A former hospital educator, Ms. Dobrow’s alcohol consumption became unmanageable after she lost her job and subsequently “lost my identity,” she said.
One night in early 2007, after a particularly excessive alcohol binge, Ms. Dobrow fell out of bed and suffered a black eye. That was when her two daughters, one of whom was a nurse, took her to Hemet Valley, a recovery facility in Hemet Valley, Calif., that caters to adults age 55 and older. Ms. Dobrow, who was 73 at the time, stayed for 30 days, which cost roughly $20,000, about $13,000 of which was covered by insurance. When she returned home, she continued with a 12-step program.
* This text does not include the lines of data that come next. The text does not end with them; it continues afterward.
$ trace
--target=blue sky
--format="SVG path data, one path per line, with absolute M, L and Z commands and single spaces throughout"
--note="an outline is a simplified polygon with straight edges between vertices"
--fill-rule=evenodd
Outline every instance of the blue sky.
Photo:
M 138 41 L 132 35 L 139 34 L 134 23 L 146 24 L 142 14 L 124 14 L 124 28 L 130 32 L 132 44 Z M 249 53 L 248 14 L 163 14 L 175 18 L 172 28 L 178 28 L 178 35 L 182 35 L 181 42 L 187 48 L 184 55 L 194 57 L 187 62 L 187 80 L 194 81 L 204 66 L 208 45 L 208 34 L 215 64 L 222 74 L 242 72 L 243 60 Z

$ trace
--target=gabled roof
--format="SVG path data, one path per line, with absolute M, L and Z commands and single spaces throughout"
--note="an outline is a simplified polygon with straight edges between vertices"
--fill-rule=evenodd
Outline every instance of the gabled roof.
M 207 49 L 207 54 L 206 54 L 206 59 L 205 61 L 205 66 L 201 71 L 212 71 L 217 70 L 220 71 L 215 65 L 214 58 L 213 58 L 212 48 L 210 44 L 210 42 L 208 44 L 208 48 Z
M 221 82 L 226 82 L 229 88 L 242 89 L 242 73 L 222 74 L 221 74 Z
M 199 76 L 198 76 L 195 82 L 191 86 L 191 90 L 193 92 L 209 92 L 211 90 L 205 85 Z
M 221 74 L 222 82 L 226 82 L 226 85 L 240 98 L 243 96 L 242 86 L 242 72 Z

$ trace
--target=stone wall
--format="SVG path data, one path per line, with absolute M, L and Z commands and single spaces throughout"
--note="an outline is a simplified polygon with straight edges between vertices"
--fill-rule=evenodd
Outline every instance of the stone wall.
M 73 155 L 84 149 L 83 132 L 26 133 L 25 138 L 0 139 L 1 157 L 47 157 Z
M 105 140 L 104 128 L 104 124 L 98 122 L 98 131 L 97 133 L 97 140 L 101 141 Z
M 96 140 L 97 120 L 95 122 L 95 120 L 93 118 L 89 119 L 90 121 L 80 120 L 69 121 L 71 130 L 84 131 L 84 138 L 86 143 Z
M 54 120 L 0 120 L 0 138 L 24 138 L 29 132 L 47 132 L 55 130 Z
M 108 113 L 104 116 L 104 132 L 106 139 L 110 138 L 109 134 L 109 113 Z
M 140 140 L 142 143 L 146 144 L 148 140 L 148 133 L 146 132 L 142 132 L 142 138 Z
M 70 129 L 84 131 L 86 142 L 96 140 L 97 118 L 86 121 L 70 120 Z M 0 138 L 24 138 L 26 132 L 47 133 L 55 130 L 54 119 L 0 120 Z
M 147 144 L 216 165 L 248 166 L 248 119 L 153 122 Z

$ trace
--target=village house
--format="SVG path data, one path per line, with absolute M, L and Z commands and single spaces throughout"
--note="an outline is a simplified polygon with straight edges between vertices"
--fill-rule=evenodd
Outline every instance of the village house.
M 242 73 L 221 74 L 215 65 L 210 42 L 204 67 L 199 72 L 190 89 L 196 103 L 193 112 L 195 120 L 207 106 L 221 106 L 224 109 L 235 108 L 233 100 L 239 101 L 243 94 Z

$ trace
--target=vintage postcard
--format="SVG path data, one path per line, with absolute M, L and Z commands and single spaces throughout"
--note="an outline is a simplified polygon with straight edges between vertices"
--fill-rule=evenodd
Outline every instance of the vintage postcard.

She has been sober ever since.
An estimated 2.8 million older adults in the United States meet the criteria for alcohol abuse, and this number is expected to reach 5.7 million by 2020, according to a study in the journal “Addiction.” In 2008, 231,200 people over 50 sought treatment for substance abuse, up from 102,700 in 1992, according to the Substance Abuse and Mental Health Services Administration, a federal agency.
While alcohol is typically the substance of choice, a 2013 report found that the rate of illicit drug use among adults 50 to 64 increased from 2.7 percent in 2002 to 6.0 percent in 2013.
“As we get older, it takes longer for our bodies to metabolize alcohol and drugs,” said D. John Dyben, the director of older adult treatment services for the Hanley Center in West Palm Beach, Fla. “Someone might say, ‘I could have two or three glasses of wine and I was fine, and now that I’m in my late 60s, it’s becoming a problem.’ That’s because the body can’t handle it.”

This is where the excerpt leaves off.